Monday, December 30, 2024

Some Champions League and Thierry talk

Good morning, I am sitting here surrounded by a plethora of Macs. Well, I’ve just got a new iMac and I spent most of yesterday transferring stuff from one ‘puter to the other. There really should be a ‘Do this in an instant’ button.

When I first started it told me it would take 97 hours and 12 minutes. Then it came right down but it was like one of those bus stop things. It tells you the bus is going to be there in 5 minutes but stays on 5 minutes for 5 minutes. Then goes up to 7 minutes. I think we’ve got there in the end though.

I did sit back and relax a bit to watch Real Madrid and Manchester United in the Champions League. Football is quite different when you don’t really care who wins as long as the Dutch Skunk doesn’t and I took some joy out of his failure to score last night, especially when he could have won the game but miskicked like a baby gazelle. Perhaps his purple patch is now over and people will see him for the greying Michael Ricketts he really is.

And you can say all you want about him leaving and how much you understand it, but I understand why a lot of bad people do bad stuff, it doesn’t mean they’re not bad people who shouldn’t be dipped in honey then left naked in the sun on the top of a fire ant colony. As for Madrid, well, without Ronaldo they’re not very good at all, are they?

It was a brilliant equalising header from the man with the most disgusting neck in the world after Danny Welbeck made Sergio Ramos look like Igors Stepanovs, but they’re at home, chasing a game, and all they can do is bring on Luca Modric. That lot from down the lane might not have won the league since 1961 but getting that much money for Modric is one of the greatest achievements in modern football. He’s a player we were very interested in, and came very close to signing the summer before he joined Sp*rs, but he’s a Hlebbish bullet dodged if you ask me.

And we might bemoan our lack of back-up for Wojciech Szczesny but seeing Real play the janitor in nets shows you even the richest clubs don’t necessarily have the strength in depth you’d imagine. Still, all to play for in the next game. Let’s hope for more meteorites.

It’s still very quiet from an Arsenal point of view with not much happening in the way of pre-Blackburn talk just yet. We have to concentrate on FA Cup before we can think about the somewhat daunting prospect of hosting Bayern Munich next week, no doubt we’ll start getting dribs and drabs of team news over the next couple of days.

In the meantime, Thierry Henry has admitted he’d like to come back to the club in some capacity when his playing days are over and has given his backing to Arsene Wenger. On the boss and the pressure he’s under, he says:

When you don’t win, people constantly question your work and your legitimacy. Everything you have achieved previously is forgotten. For me, these are things that are hard to hear, difficult to live. It’s sad, but it’s football.

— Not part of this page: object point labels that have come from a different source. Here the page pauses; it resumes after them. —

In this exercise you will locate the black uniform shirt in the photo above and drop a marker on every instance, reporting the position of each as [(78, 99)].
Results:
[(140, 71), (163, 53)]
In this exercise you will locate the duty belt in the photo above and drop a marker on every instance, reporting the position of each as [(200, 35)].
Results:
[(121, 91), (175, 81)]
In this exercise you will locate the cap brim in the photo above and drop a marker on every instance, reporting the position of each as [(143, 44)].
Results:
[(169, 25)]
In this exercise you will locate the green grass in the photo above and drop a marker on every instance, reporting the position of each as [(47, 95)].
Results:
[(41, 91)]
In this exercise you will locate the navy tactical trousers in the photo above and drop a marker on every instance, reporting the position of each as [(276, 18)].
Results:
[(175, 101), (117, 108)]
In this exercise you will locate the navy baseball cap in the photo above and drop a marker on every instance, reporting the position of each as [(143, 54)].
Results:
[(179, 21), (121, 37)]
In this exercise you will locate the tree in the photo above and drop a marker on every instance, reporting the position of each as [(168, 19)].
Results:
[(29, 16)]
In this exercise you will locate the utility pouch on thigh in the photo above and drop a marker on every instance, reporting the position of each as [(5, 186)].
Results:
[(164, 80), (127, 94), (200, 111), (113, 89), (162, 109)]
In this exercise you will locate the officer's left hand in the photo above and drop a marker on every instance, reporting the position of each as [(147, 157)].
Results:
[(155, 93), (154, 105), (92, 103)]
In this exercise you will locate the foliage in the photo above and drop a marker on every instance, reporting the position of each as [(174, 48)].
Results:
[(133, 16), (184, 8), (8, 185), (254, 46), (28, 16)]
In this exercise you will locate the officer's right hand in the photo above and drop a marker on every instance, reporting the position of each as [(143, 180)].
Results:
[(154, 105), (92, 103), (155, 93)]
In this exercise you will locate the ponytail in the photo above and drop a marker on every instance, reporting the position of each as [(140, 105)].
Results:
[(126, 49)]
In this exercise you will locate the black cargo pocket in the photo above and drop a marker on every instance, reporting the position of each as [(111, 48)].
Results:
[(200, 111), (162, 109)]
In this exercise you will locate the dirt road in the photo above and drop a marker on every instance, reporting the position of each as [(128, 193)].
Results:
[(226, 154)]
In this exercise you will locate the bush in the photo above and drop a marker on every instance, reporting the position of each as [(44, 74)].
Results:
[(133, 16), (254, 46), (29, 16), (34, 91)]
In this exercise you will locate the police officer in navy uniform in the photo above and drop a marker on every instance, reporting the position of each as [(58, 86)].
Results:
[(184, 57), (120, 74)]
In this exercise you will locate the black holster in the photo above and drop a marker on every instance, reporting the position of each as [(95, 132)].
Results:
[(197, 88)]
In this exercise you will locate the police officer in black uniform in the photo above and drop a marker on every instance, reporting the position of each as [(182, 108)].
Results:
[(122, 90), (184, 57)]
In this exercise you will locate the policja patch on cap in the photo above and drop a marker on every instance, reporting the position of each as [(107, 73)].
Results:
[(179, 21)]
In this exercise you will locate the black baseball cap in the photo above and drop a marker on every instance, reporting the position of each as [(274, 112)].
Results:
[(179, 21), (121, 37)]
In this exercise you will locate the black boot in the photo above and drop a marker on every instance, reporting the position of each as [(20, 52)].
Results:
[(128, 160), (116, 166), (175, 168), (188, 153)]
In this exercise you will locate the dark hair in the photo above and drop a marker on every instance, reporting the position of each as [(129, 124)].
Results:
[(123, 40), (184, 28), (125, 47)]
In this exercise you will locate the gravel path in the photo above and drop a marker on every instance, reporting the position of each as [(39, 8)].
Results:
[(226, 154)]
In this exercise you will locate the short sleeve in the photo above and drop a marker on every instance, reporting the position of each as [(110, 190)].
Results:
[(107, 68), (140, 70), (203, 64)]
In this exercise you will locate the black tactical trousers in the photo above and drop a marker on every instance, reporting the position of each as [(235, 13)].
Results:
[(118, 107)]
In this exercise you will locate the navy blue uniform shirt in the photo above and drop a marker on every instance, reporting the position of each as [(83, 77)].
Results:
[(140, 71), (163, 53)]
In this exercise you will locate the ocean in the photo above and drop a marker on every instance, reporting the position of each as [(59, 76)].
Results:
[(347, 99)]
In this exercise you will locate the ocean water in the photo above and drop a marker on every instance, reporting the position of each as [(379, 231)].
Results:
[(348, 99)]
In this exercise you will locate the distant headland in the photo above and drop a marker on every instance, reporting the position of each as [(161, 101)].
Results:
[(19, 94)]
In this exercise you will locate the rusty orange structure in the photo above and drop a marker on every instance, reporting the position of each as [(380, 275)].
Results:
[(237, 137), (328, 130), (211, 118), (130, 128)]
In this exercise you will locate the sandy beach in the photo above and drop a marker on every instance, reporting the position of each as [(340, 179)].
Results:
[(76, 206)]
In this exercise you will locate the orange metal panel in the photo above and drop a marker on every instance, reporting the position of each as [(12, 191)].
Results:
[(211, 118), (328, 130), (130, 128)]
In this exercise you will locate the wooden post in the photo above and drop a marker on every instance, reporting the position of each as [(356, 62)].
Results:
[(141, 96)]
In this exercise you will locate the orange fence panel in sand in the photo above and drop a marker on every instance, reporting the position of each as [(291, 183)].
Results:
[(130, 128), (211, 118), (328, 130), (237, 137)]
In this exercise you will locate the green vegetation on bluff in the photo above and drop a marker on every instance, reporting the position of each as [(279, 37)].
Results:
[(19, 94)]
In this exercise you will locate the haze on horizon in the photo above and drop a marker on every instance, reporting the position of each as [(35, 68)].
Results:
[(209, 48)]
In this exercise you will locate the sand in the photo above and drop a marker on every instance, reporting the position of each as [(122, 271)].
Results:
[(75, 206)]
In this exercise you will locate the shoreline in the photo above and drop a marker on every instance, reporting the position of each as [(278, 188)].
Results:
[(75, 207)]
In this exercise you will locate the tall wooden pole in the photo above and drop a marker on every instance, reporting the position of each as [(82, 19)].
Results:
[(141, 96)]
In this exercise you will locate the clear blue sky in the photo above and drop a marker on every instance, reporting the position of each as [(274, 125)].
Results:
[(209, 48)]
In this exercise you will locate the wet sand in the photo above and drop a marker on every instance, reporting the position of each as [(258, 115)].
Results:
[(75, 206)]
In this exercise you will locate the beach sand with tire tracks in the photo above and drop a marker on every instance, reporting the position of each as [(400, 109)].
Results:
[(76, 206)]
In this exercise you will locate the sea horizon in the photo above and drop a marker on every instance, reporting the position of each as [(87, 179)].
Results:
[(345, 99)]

The last three words of that are the most important, really. Sad it is, but it is also the way of the game. When you don’t meet expectations or the levels you’ve previously set then you are open to question and criticism. Nobody is immune to that. But it’s what he says about coming back that’s most interesting:

All I know is I’d like to stay involved with football, and, I hope, at Arsenal. It’s the heart that speaks, it’s the team I support. If I can come back to the club, I’d love to do it, but it’s not my decision. It would be a wish, a desire more than something that can be made official, I have two more years to play here, then I’ll see.

But I’d really love to be back with Arsenal.

Obviously it’s something for the future, as he says himself he has two years on his NYRB contract and he’s spoken recently about wanting to win that before he retires, but it’ll be interesting to see how serious he is. If you look at Patrick Vieira, somebody people continually talk about as a missing piece of our coaching puzzle, he’s spent the last couple of years in a chiefly ceremonial role at Man City. He’s a well-paid ambassador/mascot.

Compare Vieira to Bergkamp, who is assistant manager of Ajax, and there’s a real difference. Sadly, the issues Dennis has with flying probably preclude him from ever becoming a manager, but an Henry – Bergkamp double-act sounds like a kind of dream team. The chances of it are very slim, obviously, but who here hasn’t thought about what they’d spend the money on if they won the lottery? Same thing, really.

Just for reference, I’d spend the money on an island in a warm place, all the rum, and a flock of killer ocelots to defend me, even if I might get a bit torn up in the process. The simple things, you know yourself.

Righto, that’s enough guff for today, back tomorrow with an Arsecast and all that. Until then.